Infinite Now is an experience, a state: in the midst of a morass, the presence of an imminent disaster. What is going on, how long, when will it end — all is unclear. It is an existential state of nakedness where the ordinary sense of control and reason are stripped away. This situation is somewhat familiar, we taste it to some degree throughout life, even if the extraordinary does not happen. As the rate of distribution of information grows and as the political situations around us seem more precarious and unpredictable we all get a slight taste of this feeling of naked helplessness. However when war happens or disaster hits something basic changes, as the last remnants of security and routine are taken away. It is an extreme situation, on an existential level. But it holds also an opportunity for an exceptional encounter with the world, bringing its own perspective and long term consequences, historical and personal. In a way, every such a morass is a blockade which stops the evolution of things and might then result in a sudden change. That change is felt in the air and its intuited presence is extremely forceful simultaneously frightening and hopeful.
The opera uses texts from two sources: a short story: Homecoming by the celebrated Chinese writer Can Xue, and the play FRONT (Luk Perceval) which is based on All Quiet on the Western Front by Erich Maria Remarque, and on letters of soldiers from the first world war, which were assembled and shaped into a theatre piece by Luk Perceval. Both texts enact a suspension; people are unable to get out of a static situation. In FRONT soldiers are in the trenches, locked in fighting which does not end: they move some kilometres forward only to return back to their former position in a desperate deadly cycle.
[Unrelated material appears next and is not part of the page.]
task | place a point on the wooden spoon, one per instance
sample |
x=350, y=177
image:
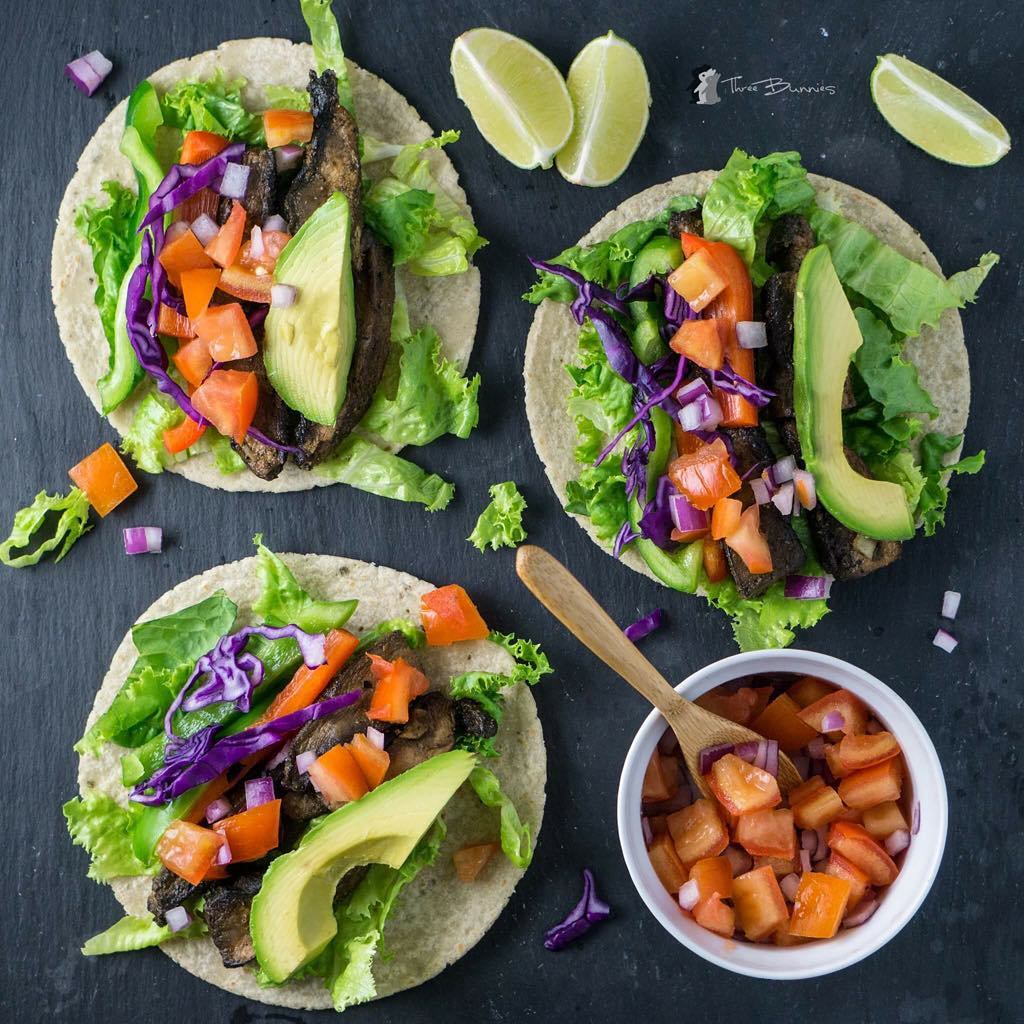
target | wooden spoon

In Homecoming, a woman thought to pass through a house and continue her journey but then she gradually realizes that it is impossible to leave the house, which is on a cliff above an abyss where a quiet old man serves as an illusionary guide and gives some solace with his presence.
Homecoming with its chaotic internal and external landscape and FRONT with the extended war situation and the various forms of suffering it causes are both testimonies to what I would like to call the wild uncontrolled breathing of the world as it moves closer towards a state of entropy, or towards change, an inevitable change. The deep meaning here is not only historical. The slow merging of two seemingly unconnected worlds gradually creates a kind of an amalgam. This amalgam suggests a state of mind of such difficulty and helplessness, that in order to survive, one must find the will to continue and to find hope in the simplest element of existence, the breathing. As per David Grossmann, “in pain there is breath.” In that sense, while the spoken and sung materials become strong and very visceral and present at the end, they also become further away more like islands in the midst of wind and breathing which slowly cover everything like sand in a sandstorm in the desert.
In this sense, the opera is about more than Homecoming or the first World war. It is about our existence now and here. How we survive, how are destined to survive and how even the smallest element of vitality commends survival and with it perhaps hope.